Chroniques Le blog de Patric Jean : Harcèlement de rue, image et classe sociale

Une vidéo à propos du harcèlement sexuel dans la rue fait actuellement le tour de la toile. On y voit une jeune femme (en caméra cachée) harcelée par une foule d’hommes attablés à des terrasses sifflant, interpellant et lançant toutes sortes de propositions indécentes à sa vue.

Dans un premier temps, la vidéo provoque la sidération. En tant qu’homme, on a tous entendu parler de ces situations vécues parfois au quotidien par des jeunes femmes. On a entendu mille et une anecdotes. Mais cette fois, on voit et en entend… Et c’est terrifiant.

Pour qui en douterait encore, l’exemple montre bien l’abîme épistémique qui existe entre l’expérience d’homme ou de femme face à la domination.

Observer une terrasse dont tous les hommes suivent du regard les jambes et le décolleté en riant, tels une meute prête à se jeter sur sa proie est tout bonnement glaçant.

Le problème est que dans ce film, tous les hommes sont membres de ce que l’on appelle pudiquement les « minorités visibles ». Le quartier précisé par le journaliste du JT ne laisse aucun doute, il s’agit d’un quartier immigré. Ils sont noirs et arabes.

Le lien peut donc être fait hâtivement. Les immigrés (nord) africains seraient toujours englués plus que les autres dans une culture machiste violente. Les femmes seraient pour eux voilées ou réduites à un objet. J’imagine déjà les commentaires à ce blog m’assurant que quand même on ne peut nier que…

A bien y regarder, la situation est sans doute plus complexe. Tout d’abord, toute jeune femme longeant quotidiennement un chantier dont les ouvriers sont bien blancs ou croisant des supporters de foot de cette même couleur fera souvent également l’expérience des sifflements, appels et invitations bien comprises.

On pourrait croire que le harcèlement de rue est donc le résultat d’une culture machiste populaire, quelle que soit l’origine nationale des hommes. Ce serait oublier que le harcèlement est observé dans toutes les classes, les hommes politiques semblant détenir une sorte de record en la matière (9% des plaintes en France).

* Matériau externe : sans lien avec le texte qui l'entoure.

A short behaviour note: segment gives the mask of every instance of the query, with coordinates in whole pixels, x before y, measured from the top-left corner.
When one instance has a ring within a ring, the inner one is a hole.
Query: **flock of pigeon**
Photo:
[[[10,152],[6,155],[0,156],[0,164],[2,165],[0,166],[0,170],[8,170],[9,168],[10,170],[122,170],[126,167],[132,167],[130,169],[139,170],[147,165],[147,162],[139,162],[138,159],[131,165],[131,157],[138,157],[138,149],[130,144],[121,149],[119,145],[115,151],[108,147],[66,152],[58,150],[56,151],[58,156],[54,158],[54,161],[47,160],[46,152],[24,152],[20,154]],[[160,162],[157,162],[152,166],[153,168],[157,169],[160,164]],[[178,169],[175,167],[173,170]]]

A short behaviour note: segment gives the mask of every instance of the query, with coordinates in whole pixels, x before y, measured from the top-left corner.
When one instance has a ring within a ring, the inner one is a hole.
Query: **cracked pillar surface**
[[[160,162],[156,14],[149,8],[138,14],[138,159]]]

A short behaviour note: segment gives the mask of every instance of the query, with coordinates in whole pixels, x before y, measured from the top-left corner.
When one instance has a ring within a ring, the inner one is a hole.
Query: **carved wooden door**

Comme dans d’autres thématiques comme la violence conjugale, c’est donc l’expression du phénomène et sa possible mise en évidence qui prendront des tours différents selon le groupe social. On sait combien la violence est présente mais plus taboue dans la bourgeoisie où la femme taira le problème plus longtemps pour protéger la réputation et les acquis sociaux.

Les députés se contenteront d’applaudir une jeune ministre en jupe quand des hommes attablés ajouteront des mots vulgaires dans des quartiers populaires. D’un côté, un inconnu suivra la femme et lui proposera d’aller à l’hôtel, de l’autre la même proposition comprendra peut-être un peu plus d’euphémisme. Il commencera peut-être par des massages de pieds imposés. Et même pas dans tous les cas.

Surtout, les quartiers populaires, objets de tous les phantasmes, s’offrent aux caméras dans la rue, aux terrasses, aux coins des rues. Leur droit à l’image n’existe que sur le papier. Jamais une caméra ne filmera un patron, un collègue ou un député coinçant la stagiaire entre la photocopieuse et la machine à café. Et surtout, le journal télévisé ne prendrait pas le risque de le diffuser.

Il s’agirait alors d’un « cas isolé », d’un « pervers », d’un « sex addict ». Selon la télévision, dans les classes populaires seulement, les exemples deviennent des phénomènes sociaux. Ailleurs, il n’y a rien à voir. Circulez.